The MARL Coordinator is the central orchestrator for multi-agent reinforcement learning scenarios in OpenCDA-MARL. It provides unified control over simulation execution, managing the interaction between scenario management, environment interfaces, and agent execution.

Implementation Status

The MARL Coordinator is fully implemented and provides the primary interface for MARL scenario execution. It supports CLI training mode and PySide6 GUI mode with real-time visualization.

MARLCoordinator
├── Scenario Management    # MARLScenarioManager setup and control
├── Environment Interface  # MARLEnv for RL training loop
├── Agent Management      # MARLManager for RL algorithms
├── Execution Modes      # Training, Evaluation, GUI
└── Callback System      # Pre/post step and episode hooks

The coordinator follows a clear architectural flow:

graph TD
    A[MARLCoordinator] --> B[MARLScenarioManager]
    B --> C[MARLAgentManager]
    B --> D[MARLTrafficManager]

    A --> E[MARLEnv]
    E --> F[MARLManager]
    F --> G[RL Algorithms]

    A --> H[Execution Mode]
    H --> I[Training]
    H --> J[Evaluation]
    H --> K[GUI Debug]

Core Classes

The main orchestration class that coordinates all MARL components.

class MARLCoordinator:
    """
    High-level coordinator for MARL experiments.

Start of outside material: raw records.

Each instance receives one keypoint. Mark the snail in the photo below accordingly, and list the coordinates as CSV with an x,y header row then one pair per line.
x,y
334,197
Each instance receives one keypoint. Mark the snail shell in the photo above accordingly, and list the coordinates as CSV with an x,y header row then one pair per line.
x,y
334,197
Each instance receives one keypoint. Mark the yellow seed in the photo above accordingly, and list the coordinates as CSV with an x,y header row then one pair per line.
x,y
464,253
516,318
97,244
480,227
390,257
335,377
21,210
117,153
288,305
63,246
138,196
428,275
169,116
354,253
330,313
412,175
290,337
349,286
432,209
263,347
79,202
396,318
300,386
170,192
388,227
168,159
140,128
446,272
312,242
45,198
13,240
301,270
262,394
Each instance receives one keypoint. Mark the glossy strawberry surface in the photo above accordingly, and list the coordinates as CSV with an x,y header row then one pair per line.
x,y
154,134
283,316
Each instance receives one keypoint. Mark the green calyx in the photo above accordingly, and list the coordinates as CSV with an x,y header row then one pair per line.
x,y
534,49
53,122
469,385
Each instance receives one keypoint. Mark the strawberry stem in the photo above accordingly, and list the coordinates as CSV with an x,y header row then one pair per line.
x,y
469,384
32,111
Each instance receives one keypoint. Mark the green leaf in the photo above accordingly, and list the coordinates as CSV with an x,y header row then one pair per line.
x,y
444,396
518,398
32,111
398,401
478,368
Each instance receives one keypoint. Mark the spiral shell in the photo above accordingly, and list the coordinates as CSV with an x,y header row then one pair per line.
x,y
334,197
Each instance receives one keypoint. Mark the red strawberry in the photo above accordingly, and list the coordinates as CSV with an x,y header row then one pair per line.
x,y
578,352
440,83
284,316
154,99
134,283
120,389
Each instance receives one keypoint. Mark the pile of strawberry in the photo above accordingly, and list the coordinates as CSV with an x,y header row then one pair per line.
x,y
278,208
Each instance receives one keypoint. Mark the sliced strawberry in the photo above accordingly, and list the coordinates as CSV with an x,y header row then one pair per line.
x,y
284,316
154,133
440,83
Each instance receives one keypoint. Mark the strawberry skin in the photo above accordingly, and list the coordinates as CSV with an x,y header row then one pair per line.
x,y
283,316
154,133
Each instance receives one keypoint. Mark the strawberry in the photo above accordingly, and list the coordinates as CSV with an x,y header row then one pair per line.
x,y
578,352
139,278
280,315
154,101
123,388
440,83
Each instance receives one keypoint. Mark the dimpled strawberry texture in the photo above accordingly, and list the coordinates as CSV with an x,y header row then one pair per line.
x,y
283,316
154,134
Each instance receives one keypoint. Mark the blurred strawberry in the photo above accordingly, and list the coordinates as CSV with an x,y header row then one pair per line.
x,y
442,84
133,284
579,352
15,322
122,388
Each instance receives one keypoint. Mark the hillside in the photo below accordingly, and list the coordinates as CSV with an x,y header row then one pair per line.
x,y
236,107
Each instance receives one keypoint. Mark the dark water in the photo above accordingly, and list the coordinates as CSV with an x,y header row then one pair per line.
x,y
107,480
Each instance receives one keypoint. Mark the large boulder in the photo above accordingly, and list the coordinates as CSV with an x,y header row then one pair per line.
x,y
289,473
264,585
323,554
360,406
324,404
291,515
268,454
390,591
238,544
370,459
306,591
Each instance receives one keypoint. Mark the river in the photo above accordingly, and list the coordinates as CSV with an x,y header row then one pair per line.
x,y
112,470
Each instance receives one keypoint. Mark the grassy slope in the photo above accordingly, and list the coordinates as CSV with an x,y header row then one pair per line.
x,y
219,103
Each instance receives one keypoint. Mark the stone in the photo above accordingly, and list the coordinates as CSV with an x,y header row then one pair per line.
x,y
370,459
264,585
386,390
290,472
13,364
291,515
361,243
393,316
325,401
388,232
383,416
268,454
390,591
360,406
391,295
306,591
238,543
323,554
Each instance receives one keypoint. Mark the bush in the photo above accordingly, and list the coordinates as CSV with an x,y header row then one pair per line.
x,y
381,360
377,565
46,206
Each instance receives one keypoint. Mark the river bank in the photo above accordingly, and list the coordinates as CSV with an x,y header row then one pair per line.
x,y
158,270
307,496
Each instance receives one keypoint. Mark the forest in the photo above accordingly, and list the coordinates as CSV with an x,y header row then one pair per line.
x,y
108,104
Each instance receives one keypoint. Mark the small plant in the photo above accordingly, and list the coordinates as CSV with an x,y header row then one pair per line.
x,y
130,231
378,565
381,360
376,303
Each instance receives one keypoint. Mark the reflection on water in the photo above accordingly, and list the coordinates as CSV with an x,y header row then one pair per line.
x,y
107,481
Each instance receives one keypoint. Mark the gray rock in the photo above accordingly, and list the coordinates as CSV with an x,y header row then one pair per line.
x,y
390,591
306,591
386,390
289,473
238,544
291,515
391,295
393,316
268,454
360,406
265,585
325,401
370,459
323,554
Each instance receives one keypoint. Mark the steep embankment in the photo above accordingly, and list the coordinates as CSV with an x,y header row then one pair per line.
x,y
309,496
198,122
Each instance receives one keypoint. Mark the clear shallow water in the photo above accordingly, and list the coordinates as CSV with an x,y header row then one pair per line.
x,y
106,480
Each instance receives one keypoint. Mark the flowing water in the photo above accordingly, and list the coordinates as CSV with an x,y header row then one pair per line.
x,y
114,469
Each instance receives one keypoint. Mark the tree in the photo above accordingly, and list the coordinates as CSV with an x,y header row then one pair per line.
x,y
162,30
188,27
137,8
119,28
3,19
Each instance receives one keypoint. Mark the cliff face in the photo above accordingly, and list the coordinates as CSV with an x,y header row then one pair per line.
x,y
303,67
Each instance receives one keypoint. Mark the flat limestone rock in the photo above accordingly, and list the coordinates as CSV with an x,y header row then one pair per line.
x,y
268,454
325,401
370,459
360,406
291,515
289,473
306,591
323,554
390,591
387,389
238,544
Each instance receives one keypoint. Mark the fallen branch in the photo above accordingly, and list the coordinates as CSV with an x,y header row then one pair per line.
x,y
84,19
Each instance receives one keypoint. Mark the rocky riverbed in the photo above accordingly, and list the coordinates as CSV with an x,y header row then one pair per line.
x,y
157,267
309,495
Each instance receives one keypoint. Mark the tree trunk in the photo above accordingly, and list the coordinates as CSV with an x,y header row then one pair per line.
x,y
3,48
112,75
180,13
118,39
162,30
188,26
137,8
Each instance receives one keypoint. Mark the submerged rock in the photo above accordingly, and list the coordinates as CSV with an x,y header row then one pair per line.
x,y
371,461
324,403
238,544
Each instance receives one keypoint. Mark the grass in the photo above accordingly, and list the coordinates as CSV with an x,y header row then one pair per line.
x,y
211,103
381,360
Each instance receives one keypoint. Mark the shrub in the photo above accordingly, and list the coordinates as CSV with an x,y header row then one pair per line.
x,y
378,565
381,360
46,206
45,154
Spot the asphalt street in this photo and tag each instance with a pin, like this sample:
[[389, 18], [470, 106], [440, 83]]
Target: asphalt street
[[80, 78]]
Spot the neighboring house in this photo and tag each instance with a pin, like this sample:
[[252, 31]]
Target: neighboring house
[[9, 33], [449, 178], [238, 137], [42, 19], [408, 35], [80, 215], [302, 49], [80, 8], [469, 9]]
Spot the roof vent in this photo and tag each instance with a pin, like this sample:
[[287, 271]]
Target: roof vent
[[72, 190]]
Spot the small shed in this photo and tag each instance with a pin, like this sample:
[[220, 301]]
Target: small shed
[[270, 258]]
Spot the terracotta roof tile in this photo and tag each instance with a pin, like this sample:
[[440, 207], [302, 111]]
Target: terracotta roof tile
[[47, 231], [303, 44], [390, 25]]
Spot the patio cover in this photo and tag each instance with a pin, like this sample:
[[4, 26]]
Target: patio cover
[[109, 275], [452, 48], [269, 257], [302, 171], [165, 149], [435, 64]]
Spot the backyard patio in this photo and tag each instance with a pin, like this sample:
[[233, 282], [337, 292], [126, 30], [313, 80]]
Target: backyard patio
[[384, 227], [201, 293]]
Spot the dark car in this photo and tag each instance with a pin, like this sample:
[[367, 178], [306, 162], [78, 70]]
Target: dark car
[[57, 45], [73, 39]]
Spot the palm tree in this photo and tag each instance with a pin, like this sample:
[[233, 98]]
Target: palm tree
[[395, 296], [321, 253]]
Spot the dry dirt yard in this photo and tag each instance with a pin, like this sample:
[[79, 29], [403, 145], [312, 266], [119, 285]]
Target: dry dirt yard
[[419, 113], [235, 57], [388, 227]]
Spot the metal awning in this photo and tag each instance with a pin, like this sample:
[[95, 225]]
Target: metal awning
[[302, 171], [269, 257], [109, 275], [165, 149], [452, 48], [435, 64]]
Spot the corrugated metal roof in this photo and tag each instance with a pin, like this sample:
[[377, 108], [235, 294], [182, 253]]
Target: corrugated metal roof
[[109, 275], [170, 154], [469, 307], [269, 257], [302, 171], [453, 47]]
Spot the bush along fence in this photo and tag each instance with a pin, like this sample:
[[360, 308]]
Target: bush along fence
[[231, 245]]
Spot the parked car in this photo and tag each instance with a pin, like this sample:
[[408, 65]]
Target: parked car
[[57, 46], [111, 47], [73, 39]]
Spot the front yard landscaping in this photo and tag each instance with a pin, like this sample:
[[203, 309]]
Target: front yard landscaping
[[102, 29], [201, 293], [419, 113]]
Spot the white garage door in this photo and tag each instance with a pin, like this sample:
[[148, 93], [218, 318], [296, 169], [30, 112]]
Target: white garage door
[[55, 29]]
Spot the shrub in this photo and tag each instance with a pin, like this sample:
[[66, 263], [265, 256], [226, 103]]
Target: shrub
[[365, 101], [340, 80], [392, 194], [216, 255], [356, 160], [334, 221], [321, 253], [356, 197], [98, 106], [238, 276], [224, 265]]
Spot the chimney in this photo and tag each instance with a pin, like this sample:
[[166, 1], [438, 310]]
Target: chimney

    Orchestrates interaction between:
    - Scenario management (CARLA simulation)
    - MARLEnv (RL training environment)
    - MARLManager (RL algorithms and policies)
    - User interfaces (GUI/CLI)
    """
def __init__(self, config: Dict):
    """
    Initialize MARL Coordinator.

    Parameters
    ----------
    config : dict
        Combined OpenCDA and MARL configuration (OmegaConf)
    """
def initialize(self):
    """
    Initialize all components following the architecture:
    Coordinator -> MARLScenarioManager -> MARLEnv -> MARLManager

    Sets up CARLA client, world, scenario manager,
    environment, and RL algorithm manager.
    """
def step(self) -> Dict[str, Any]:
    """
    Execute one coordinated step through MARLEnv.

    Returns
    -------
    step_info : dict
        Complete step information including:
        - step: Current step number
        - episode: Current episode number
        - observations: Agent observations
        - rewards: Agent rewards
        - events: Step events (collisions, completions)
        - metrics: Training metrics
    """
def reset_episode(self) -> Dict[str, Any]:
    """
    Reset for new episode.

    Returns
    -------
    episode_info : dict
        Initial episode state with observations
    """
def run(self):
    """
    Main execution loop.

    Handles full training/evaluation lifecycle:
    - Episode loop with configurable max_episodes
    - Step loop with configurable max_steps
    - Checkpoint saving and metrics logging
    - World reset at configurable intervals
    """
def run_gui_mode(self):
    """
    Launch PySide6 GUI dashboard for interactive control.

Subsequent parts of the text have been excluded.